Ygal Arounian: Hey, good morning. It’s Ygal with Citi. I just want to keep kind of digging into that point, I guess I’m not really fully understanding. And first of all, I want to make sure I heard you, Sarah, the Retail Media contribution ex-TAC could be lower in 2024 than it is in 2023. And so maybe first what’s prompting the shift to the SaaS like model? Was it more from you guys? Or is it more from your client? And then I guess the piece that I’m not totally getting is why it’s less revenue generative, right? So you should theoretically be growing the billings next year, but you’re getting less of a contribution as you shift to the SaaS model. So can you help just please explain that a little bit better? Thanks.
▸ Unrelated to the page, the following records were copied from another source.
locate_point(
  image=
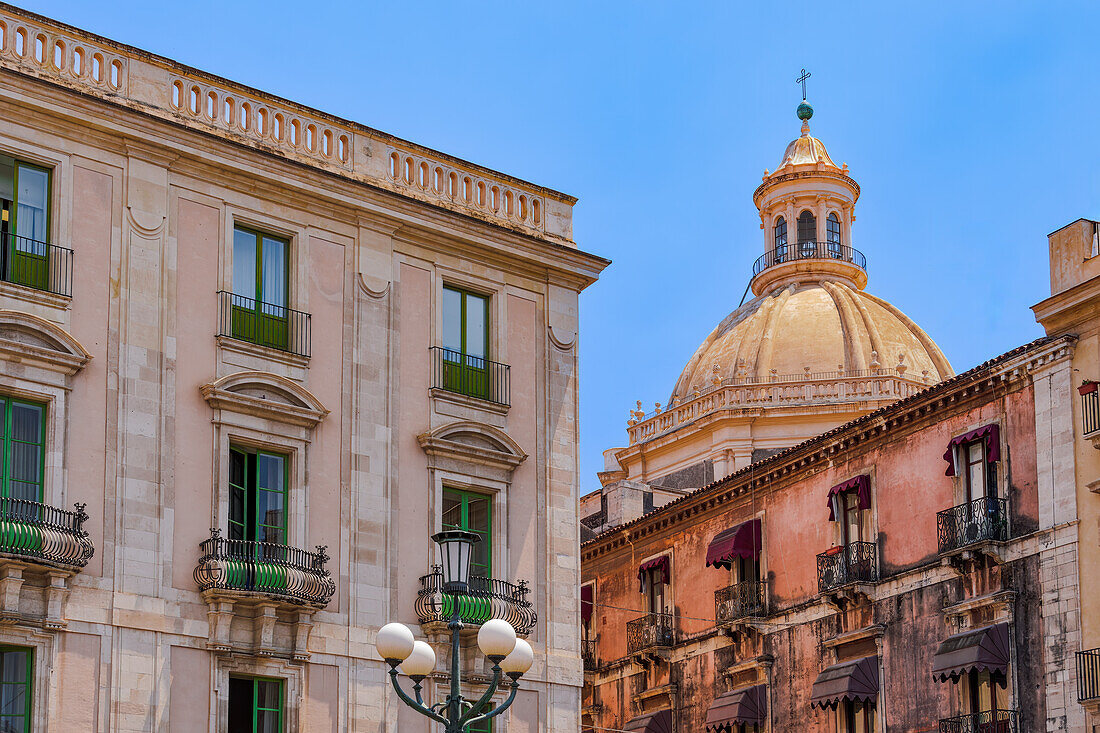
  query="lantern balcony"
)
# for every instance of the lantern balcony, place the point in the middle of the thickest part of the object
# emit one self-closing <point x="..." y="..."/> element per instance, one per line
<point x="484" y="599"/>
<point x="739" y="601"/>
<point x="998" y="721"/>
<point x="651" y="632"/>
Sarah Glickman : Yeah, First of all, to clarify, Retail Media will continue to grow. What we’re anticipating is that the growth rate will be lower, certainly lower than we had assumed in our ambition. And we anticipate it will be lower than our 2023 growth rate as a short-term perspective. The biggest shift in the model with our largest scaled retailer is that we were doing more Criteo sold for all brands. And as our retailers shift, and many have already shifted to this model, some will do their own sell for their largest brands. And we will continue to sell for the medium to long tail. In addition to that, we receive fees for everything that goes through our platform, which is all the volume. That’s the biggest change. And again, we do anticipate and we do see many opportunities for us to continue to drive scale, not just with this large scale player, but also with the significant ecosystem we have in the US and in Europe.
And of course, as we continue to build our Asia PAC as well.